Cross-posted at the Western Starblog
This is the first attempt to do a blog for the Queensland newspaper, the Western Star. Established in 1875, the Star has published every Tuesday and Friday continuously for 136 years from the town of Roma, 490kms west of Brisbane. It roughly covers the Maranoa council region serving towns such as Mitchell, Injune, Surat and Wallumbilla, in a rough 140km radius of Roma. (photo of Hodgson grain mill at dusk - Derek Barry)
That makes the area we cover larger than the European country of Croatia. But while Croatia has 4.2 mllion people in its 57,000 sq km, the Maranoa has just 13,000 souls spread across its 58,000 sq km.

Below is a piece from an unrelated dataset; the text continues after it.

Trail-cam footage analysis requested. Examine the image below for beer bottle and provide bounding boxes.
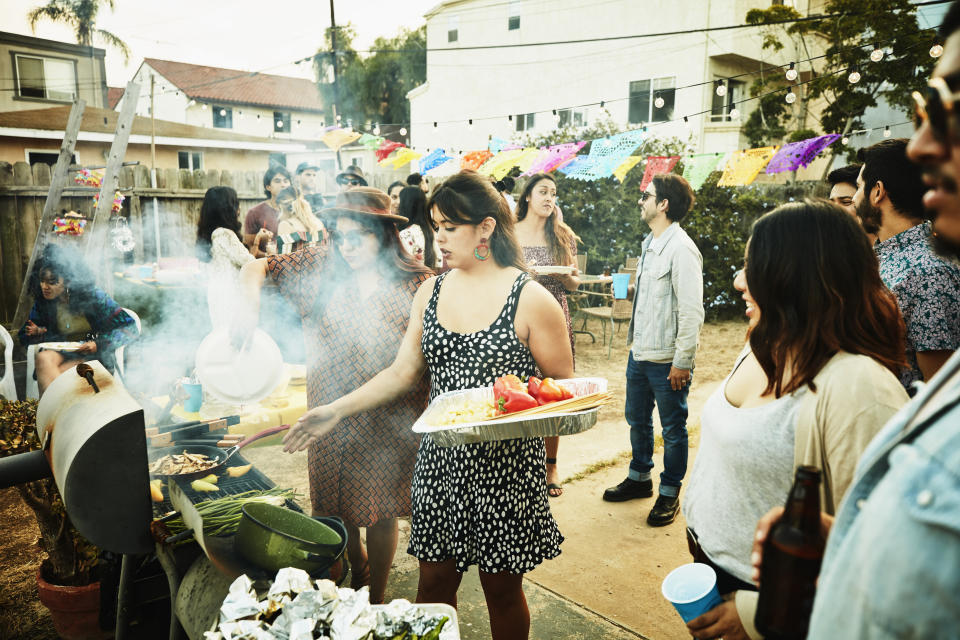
[754,466,826,640]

Up to about a year ago, the Western Star was a print only publication. We took our first tentative steps onto the Internet when we created the Western Star Facebook page. We also created a Twitter page and linked the Facebook feed to also display in Twitter. We used the Facebook account to promote the newspaper and to publish community information that could not wait until the next print publication.
It wasn’t until January 2012, the Western Star finally started putting its content online starting with a back to school story. In early February, there were serious floods in the region that impacted Roma and Mitchell which gave us a chance to put important and timely content. Both towns broke river and creek height records. Thousands were cut off, hundreds of homes were inundated in both towns and one person lost her life in Roma.
A disaster management group was set up to deal with events in both towns. This author was invited to sit in on the group. This proved invaluable at getting reliable information out quickly via Facebook and the web site. The flooding happened on a Friday so previously we would have had to wait until Tuesday before publishing any information. Not this time. We were usually publishing as quickly as radio and in far more detail and authority. The feedback we got was that we were providing an essential service with timely and reliable information and we also posted a huge gallery of photos of the flood impact in both towns. Our Facebook likes soared from around 200 people to over a thousand in a couple of days.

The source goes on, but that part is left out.